A metal alkoxide compound represented by Formula 1 below: Formula 1 Wherein M is barium, strontium or titanium and X ¹ and X ² are RO (CH ₂ ) _n O-, (RO (CH ₂ ) _n ) ₂ N-, RO (CH ₂ ) _n NH-, R ₂ N- or RO-, R is C ₁ -C ₄ alkyl, Y is hydrogen or C ₁ -C ₄ alkyl, l is 2 or 4, m is an integer of 1 to 3, n is 2 or 3. The method of claim 1, When X ¹ and X ² are each RO (CH ₂ ) _n O—, (RO (CH ₂ ) _n ) ₂ N— or RO (CH ₂ ) _n NH—, the metal alkoxide characterized in that R is methyl or ethyl compound. The method of claim 1, R is methyl, ethyl, propyl, isopropyl or butyl when X ¹ and X ² are R ₂ N- or RO-. The method of claim 1, Barium, strontium or titanium metals, in addition to two or four ionic bonds, respectively, with the alcohol ligand, comprise a bond of the central metal with an accessory coordination site by a lone pair of electrons on the oxygen atom of the ether or on the nitrogen atom of the amine. Metal alkoxide compounds.

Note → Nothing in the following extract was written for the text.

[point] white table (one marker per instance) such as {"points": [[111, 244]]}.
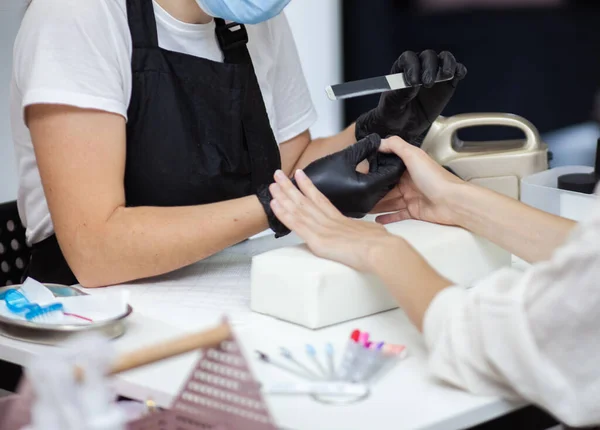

A method of preparing the metal alkoxide compound of claim 1 comprising reacting a barium, strontium or titanium metal precursor with an alcohol ligand compound of formula: Formula 2 X ^1- (CH ₂ ) _m CH (OH) (CH ₂ ) _m -X ² Wherein X ¹ and X ² are RO (CH ₂ ) _n O—, (RO (CH ₂ ) _n ) ₂ N—, RO (CH ₂ ) _n NH—, R ₂ N— or RO—, respectively. R is C ₁ -C ₄ alkyl, m is an integer from 1 to 3, n is 2 or 3. The method of claim 5, And wherein the titanium metal precursor is tetrachlorotitanium (IV). The method of growing an oxide thin film using the metal alkoxide compound of any one of Claims 1-4 as a precursor.  The method of claim 7, wherein And wherein said oxide thin film is formed by metal organic chemical vapor deposition (MOCVD). The method of claim 7, wherein Wherein said oxide thin film comprises a barium strontium titanate (BST) thin film or a titanium oxide thin film.